Bistek bistek bistek

bistek--which means "beef steak"--is the filipino/chamoru equivalent of a beef dish called bistec commonly found throughout hispanic and latino countries. it is, in fact, the pacific cousin to bistec encebollado, or steak with onions. it is quite literally just that: grilled or pan-fried beef fillets marinated in a soy sauce and citrus marinade with just a hint of garlic, with rings of sautéed onions.

i`m not sure what the actual difference between the filipino and chamoru versions is, if there is one at all. the recipe i grew up with uses calamansi (or kalamansi if you like) juice as the souring agent. it also acts as a meat tenderizer, so it is not necessary to use the best cuts of beef for this--although i have generally seen sirloin and tenderloin (eye steak) used, this is a good way to use tougher cuts like flank and round. however, should you find yourself with a dozen defrosted rib eyes and new york strips because someone inadvertently unplugged the fridge overnight, don`t hesitate to use them. in fact, don`t hesitate to use them.

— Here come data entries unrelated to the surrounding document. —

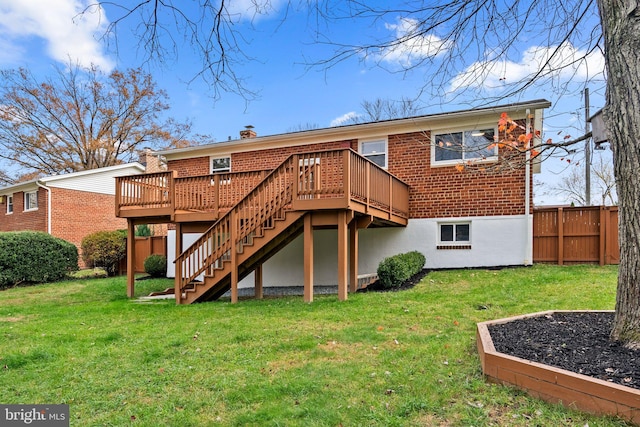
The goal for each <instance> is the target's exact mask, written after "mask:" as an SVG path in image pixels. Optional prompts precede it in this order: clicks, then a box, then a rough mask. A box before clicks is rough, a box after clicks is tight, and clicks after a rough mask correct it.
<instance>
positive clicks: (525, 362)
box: [477, 310, 640, 425]
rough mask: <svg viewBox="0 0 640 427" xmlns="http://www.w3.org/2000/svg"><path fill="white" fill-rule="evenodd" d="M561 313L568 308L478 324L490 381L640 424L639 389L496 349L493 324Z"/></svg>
mask: <svg viewBox="0 0 640 427" xmlns="http://www.w3.org/2000/svg"><path fill="white" fill-rule="evenodd" d="M562 312H567V311H565V310H551V311H544V312H539V313H531V314H526V315H523V316H515V317H509V318H504V319H498V320H490V321H487V322H481V323H478V324H477V343H478V353H479V355H480V362H481V364H482V372H483V374H484V375H485V377H486V378H487V380H488V381H491V382H494V383H498V384H506V385H513V386H516V387H518V388H520V389H522V390H524V391H526V392H527V393H528V394H529V395H531V396H533V397H537V398H540V399H543V400H546V401H548V402H552V403H560V404H562V405H564V406H567V407H570V408H574V409H579V410H581V411H585V412H590V413H593V414H599V415H615V416H619V417H621V418H624V419H625V420H628V421H631V422H632V423H634V424H638V425H640V390H638V389H635V388H632V387H625V386H622V385H619V384H614V383H610V382H607V381H603V380H600V379H596V378H592V377H589V376H586V375H581V374H576V373H573V372H570V371H567V370H564V369H559V368H555V367H552V366H548V365H544V364H541V363H537V362H531V361H528V360H525V359H521V358H519V357H514V356H509V355H507V354H504V353H500V352H497V351H496V349H495V347H494V345H493V341H492V339H491V335H490V334H489V326H490V325H495V324H502V323H507V322H511V321H514V320H518V319H524V318H530V317H538V316H544V315H547V314H553V313H562ZM583 312H585V311H583Z"/></svg>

this is a fairly easy recipe, but it does require that you generally know how to cook a piece of meat. i can cook a tender cut of steak, but i`m flummoxed with a flank. my mother, however, can make the leanest cuts as soft as butter, so adapt this recipe accordingly. ideally you should end up with tender meat and meltingly soft onions in not-too-salty-not-too-sour meaty gravy. but you know what? if you eff it up, it`s still going to be pretty good, so don`t worry about it and try it again another time.


2-lbs of beef steaks of your choice, whatever you`re comfortable with using
1 cup of soy sauce (important note: if all you have is kikkoman original brand or something as strong, use less--anywhere from 1/4th to 1/2 cup less because it is a little harsh for this recipe. i use aloha shoyu, which i find is sweeter and milder, but try a lower sodium brand or even tamari if you can`t find an equivalent)
1/2-3/4th cup of calamansi juice, or any sour citrus juice--use more or less to your taste
2 large onions, cut into rings
2 cloves of garlic, minced finely
olive oil

marinate the meat in the soy sauce and calamansi juice for a minimum of four hours--overnight is better. depending on your cut of beef, two nights might be best, but that`s sort of pushing it. fry or grill in a large, smokin` hot pan or skillet on high heat until medium rare to medium (it will continue to cook for a few minutes after taken from heat). remove from pan, set aside. lower the heat to medium high, add a couple tablespoonfuls of olive oil to the pan, then the garlic and onions. sautée until at least translucent--my family prefers them to be caramelized, which takes much longer but has a sweeter result. add beef and any meat juices back into pan; if it`s relatively dry, add some of the marinade and/or water, turn heat down, simmer for a few minutes. serve with a bucket of rice or potatoes.